Sólo entonces, como una islita de coral negro y moluscos y cangrejos, surgió el
cuerpo desde los abismos. La cola se sacudió sobre las aguas. Me pareció que el
monstruo tenía unos veinte o treinta metros de largo.
No sé qué dije
entonces, pero algo dije.
-Calma,
muchacho, calma -murmuró McDunn.
-¡Es
imposible! -exclamé.
-No, Johnny,
nosotros somos imposibles. Él es lo que era hace diez millones de años. No ha
cambiado. Nosotros y la Tierra cambiamos, nos hicimos imposibles. Nosotros.
El monstruo
nadó lentamente y con una gran y oscura majestad en las aguas frías. La niebla
iba y venía a su alrededor, borrando por instantes su forma.

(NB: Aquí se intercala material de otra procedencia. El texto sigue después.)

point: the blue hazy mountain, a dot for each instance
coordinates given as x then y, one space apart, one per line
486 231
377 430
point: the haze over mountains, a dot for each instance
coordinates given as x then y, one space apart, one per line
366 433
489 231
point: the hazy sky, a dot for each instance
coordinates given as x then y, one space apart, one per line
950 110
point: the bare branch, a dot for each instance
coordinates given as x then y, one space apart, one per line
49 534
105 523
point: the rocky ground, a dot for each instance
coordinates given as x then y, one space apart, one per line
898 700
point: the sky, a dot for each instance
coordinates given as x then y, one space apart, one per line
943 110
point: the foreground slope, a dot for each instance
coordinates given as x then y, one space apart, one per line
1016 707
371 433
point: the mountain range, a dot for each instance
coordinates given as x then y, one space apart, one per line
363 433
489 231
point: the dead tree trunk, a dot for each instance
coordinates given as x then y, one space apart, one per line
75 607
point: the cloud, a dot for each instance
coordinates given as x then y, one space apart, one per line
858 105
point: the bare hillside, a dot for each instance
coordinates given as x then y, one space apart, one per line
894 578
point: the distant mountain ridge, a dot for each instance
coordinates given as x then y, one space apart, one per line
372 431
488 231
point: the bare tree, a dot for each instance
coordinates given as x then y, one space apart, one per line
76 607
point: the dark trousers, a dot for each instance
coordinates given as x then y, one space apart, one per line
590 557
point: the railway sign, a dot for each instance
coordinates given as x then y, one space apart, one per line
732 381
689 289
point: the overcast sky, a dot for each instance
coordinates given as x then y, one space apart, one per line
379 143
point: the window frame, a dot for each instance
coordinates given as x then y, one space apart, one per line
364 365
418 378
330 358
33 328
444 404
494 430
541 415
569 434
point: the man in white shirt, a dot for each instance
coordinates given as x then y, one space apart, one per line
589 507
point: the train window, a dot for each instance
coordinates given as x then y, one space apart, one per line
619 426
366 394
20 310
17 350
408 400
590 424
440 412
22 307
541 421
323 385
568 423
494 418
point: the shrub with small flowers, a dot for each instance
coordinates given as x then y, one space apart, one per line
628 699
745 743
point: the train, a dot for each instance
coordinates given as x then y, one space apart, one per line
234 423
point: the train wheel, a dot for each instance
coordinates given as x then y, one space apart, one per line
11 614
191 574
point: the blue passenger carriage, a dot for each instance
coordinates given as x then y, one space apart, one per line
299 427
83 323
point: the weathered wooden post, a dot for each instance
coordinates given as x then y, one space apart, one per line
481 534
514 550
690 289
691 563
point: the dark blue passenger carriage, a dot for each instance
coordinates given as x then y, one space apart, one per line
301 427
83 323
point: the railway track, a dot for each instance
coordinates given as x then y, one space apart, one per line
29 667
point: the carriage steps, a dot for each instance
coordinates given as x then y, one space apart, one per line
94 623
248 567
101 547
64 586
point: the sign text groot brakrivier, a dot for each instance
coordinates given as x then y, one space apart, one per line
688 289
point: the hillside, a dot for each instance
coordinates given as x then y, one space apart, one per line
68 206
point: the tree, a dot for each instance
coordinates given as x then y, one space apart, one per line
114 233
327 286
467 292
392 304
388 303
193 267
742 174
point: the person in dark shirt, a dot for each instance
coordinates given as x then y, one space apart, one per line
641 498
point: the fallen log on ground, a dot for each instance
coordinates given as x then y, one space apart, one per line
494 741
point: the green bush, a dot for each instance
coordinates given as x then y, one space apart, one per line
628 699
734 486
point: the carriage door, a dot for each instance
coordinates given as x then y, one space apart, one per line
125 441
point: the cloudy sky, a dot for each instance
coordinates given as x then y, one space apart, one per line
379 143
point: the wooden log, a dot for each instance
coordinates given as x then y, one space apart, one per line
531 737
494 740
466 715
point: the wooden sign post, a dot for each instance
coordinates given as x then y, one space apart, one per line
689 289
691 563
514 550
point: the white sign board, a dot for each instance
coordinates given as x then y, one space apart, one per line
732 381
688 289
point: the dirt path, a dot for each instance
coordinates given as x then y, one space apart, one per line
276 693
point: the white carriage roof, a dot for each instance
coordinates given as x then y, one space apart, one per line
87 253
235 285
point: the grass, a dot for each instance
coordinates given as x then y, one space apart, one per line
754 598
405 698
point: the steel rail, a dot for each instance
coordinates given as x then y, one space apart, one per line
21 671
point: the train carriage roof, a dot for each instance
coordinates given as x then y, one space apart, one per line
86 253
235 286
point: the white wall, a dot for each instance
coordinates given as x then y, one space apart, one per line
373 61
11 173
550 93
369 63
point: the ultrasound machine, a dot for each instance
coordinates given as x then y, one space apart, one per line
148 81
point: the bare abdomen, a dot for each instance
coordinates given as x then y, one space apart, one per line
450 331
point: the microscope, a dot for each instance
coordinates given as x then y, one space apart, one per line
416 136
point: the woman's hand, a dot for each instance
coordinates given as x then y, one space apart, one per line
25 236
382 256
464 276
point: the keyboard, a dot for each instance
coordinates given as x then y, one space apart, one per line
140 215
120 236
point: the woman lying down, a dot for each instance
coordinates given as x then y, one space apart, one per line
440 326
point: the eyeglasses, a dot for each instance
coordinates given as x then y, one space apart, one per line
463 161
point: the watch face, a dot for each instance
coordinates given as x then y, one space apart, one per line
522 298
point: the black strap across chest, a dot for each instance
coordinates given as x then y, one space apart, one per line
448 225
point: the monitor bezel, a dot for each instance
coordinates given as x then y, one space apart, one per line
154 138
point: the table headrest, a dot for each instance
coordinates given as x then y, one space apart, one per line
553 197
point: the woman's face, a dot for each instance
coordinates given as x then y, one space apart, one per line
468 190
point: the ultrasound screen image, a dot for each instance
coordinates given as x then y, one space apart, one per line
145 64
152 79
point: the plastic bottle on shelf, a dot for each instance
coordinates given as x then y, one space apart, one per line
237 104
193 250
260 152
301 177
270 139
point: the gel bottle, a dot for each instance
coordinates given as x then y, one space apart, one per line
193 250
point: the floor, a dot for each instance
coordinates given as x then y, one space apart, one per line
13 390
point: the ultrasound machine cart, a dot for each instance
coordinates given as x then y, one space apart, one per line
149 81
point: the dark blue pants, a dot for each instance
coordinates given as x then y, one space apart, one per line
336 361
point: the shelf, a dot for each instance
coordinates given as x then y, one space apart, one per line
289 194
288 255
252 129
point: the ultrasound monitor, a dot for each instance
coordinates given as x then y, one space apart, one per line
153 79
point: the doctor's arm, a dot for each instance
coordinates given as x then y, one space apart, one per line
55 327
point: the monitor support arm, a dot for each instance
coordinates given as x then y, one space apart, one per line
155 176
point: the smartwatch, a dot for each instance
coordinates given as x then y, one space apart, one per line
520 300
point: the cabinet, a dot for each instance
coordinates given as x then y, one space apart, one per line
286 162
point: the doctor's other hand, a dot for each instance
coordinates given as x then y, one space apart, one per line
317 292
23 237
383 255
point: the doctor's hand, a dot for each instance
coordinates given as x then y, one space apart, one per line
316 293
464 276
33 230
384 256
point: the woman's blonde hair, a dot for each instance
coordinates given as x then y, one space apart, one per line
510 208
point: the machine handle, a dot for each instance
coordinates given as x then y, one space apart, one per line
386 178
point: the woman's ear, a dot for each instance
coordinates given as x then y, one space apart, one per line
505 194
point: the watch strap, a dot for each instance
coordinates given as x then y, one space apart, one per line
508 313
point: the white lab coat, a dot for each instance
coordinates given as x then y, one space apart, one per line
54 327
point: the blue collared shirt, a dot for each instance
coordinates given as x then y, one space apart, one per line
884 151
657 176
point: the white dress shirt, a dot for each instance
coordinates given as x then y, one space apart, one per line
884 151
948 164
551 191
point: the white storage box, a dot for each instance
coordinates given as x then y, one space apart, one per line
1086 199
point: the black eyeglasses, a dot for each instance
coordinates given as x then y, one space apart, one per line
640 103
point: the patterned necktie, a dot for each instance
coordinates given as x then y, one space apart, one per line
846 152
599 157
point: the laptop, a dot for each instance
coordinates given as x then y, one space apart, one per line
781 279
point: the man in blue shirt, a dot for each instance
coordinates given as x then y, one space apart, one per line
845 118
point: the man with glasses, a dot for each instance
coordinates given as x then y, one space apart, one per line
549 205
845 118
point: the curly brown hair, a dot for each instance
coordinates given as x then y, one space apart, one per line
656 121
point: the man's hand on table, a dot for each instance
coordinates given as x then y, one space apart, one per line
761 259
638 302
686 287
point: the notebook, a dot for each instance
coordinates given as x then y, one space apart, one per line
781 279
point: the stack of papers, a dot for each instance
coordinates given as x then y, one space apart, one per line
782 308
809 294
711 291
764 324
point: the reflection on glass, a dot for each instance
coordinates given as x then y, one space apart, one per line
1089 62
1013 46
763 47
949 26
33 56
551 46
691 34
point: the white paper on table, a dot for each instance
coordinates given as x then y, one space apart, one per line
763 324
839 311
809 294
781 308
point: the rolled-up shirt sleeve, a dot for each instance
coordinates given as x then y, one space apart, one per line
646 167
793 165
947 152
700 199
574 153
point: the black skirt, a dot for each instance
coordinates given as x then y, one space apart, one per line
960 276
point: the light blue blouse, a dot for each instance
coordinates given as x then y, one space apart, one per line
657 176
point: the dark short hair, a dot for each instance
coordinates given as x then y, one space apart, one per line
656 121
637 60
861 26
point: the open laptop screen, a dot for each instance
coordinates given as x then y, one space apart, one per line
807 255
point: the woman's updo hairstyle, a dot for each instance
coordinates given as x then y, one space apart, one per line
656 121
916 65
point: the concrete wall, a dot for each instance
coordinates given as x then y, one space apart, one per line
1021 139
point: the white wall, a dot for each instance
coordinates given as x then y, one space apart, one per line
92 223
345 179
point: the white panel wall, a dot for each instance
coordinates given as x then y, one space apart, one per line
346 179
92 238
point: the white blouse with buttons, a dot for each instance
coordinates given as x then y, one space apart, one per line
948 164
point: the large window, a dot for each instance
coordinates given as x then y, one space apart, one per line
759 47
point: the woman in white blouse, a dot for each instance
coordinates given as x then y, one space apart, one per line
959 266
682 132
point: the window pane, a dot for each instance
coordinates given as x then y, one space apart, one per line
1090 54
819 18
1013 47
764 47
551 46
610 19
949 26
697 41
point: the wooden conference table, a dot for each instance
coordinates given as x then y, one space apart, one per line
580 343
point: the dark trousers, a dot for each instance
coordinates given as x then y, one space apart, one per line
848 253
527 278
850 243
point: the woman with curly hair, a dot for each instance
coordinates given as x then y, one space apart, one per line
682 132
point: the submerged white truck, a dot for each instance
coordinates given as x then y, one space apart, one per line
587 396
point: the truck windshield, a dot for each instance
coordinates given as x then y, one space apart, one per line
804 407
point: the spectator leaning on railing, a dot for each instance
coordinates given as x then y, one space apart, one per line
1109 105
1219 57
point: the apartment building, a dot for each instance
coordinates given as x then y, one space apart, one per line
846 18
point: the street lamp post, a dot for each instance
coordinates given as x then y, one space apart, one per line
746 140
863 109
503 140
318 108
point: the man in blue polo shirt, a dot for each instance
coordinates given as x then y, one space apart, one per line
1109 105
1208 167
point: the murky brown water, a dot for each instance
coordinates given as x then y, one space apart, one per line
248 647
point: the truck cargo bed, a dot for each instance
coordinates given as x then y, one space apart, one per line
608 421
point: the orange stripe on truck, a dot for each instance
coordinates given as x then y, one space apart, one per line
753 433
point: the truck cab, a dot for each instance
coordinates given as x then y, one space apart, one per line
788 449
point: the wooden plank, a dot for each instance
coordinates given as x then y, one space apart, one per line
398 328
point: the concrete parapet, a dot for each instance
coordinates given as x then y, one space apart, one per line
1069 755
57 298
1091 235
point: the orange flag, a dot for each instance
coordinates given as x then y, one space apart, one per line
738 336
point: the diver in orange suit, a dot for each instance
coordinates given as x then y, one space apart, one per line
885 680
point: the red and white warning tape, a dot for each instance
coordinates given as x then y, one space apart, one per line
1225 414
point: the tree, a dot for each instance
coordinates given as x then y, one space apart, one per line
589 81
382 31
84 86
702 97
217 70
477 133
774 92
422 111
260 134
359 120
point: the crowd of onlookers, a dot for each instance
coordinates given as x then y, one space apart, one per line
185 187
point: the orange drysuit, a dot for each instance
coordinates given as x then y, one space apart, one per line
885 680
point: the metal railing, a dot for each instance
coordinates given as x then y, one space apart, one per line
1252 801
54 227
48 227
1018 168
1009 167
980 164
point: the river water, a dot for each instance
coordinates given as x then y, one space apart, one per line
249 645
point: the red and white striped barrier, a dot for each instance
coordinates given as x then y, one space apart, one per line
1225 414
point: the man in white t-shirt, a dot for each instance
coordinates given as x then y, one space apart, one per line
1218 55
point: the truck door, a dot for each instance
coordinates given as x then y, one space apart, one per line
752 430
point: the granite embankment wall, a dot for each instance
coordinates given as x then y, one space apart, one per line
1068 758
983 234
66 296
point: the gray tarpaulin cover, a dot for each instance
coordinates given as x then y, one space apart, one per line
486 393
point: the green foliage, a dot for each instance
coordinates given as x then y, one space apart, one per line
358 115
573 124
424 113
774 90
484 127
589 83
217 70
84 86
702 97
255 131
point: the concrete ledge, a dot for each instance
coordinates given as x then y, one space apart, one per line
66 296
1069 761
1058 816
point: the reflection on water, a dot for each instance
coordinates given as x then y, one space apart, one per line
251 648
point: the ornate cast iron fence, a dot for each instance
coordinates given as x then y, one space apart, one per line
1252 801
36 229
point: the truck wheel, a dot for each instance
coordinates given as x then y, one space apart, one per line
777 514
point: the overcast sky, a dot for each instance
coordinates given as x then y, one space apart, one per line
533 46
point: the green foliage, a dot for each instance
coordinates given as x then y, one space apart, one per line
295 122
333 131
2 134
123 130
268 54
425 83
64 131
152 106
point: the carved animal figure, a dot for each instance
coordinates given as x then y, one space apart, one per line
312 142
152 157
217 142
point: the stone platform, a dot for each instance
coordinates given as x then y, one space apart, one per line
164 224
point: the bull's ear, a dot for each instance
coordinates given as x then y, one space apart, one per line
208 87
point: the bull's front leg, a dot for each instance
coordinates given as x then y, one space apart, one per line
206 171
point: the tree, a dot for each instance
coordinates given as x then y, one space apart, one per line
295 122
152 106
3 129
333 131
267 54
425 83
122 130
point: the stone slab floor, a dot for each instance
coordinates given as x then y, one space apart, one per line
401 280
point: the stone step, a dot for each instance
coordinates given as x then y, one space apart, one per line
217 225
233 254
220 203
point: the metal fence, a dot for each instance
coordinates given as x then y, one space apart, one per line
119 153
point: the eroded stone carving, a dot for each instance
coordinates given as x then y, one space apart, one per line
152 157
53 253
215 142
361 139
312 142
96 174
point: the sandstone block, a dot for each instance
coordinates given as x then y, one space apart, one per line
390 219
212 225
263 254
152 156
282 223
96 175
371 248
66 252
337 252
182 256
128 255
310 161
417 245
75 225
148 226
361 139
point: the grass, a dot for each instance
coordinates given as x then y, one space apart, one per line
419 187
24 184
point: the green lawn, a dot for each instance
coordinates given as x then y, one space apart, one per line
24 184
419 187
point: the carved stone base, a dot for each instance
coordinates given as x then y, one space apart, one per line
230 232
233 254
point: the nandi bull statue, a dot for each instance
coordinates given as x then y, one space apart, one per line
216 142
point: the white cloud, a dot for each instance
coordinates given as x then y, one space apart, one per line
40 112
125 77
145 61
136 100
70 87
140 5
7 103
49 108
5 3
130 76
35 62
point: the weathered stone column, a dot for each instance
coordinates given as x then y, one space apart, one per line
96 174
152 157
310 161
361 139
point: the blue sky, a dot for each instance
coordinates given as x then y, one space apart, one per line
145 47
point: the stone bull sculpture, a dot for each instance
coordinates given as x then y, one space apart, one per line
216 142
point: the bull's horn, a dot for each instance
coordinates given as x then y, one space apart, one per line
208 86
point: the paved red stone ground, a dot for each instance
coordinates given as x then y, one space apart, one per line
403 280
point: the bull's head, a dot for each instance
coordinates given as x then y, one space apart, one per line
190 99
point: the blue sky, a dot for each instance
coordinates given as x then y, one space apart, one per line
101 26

Uno de los ojos
del monstruo reflejó nuestra inmensa luz, roja, blanca, roja, blanca, y fue
como un disco que en lo alto de una mano enviase un mensaje en un código
primitivo. El silencio del monstruo era como el silencio de la niebla.
Yo me agaché,
sosteniéndome en la barandilla de la escalera.
-¡Parece un
dinosaurio!
-Sí, uno de la
tribu.
-¡Pero murieron todos!
-No, se
ocultaron en los abismos del mar. Muy, muy abajo en los más abismales de los
abismos. Es ésta una verdadera palabra ahora, Johnny, una palabra real; dice
tanto: los abismos. Una palabra con toda la frialdad y la oscuridad y las
profundidades del mundo.
-¿Qué haremos?
-¿Qué podemos
hacer? Es nuestro trabajo. Además, estamos aquí más seguros que en cualquier
bote que pudiera llevarnos a la costa. El monstruo es tan grande como un
destructor, y casi tan rápido.
-¿Pero por qué
viene aquí?
En seguida
tuve la respuesta.
La sirena
llamó.
Y el monstruo
respondió.
Un grito que
atravesó un millón de años, nieblas y agua. Un grito tan angustioso y solitario
que tembló dentro de mi cuerpo y de mi cabeza. El monstruo le gritó a la torre.
La sirena llamó. El monstruo rugió otra vez. La sirena llamó. El monstruo abrió
su enorme boca dentada, y de la boca salió un sonido que era el llamado de la
sirena. Solitario, vasto y lejano. Un sonido de soledad, mares invisibles,
noches frías. Eso era el sonido.
-¿Entiendes
ahora -susurró McDunn- por qué viene aquí?
Asentí con un
movimiento de cabeza.
-Todo el año,
Johnny, ese monstruo estuvo allá, mil kilómetros mar adentro, y a treinta
kilómetros bajo las aguas, soportando el paso del tiempo. Quizás esta solitaria
criatura tiene un millón de años. Piénsalo, esperar un millón de años.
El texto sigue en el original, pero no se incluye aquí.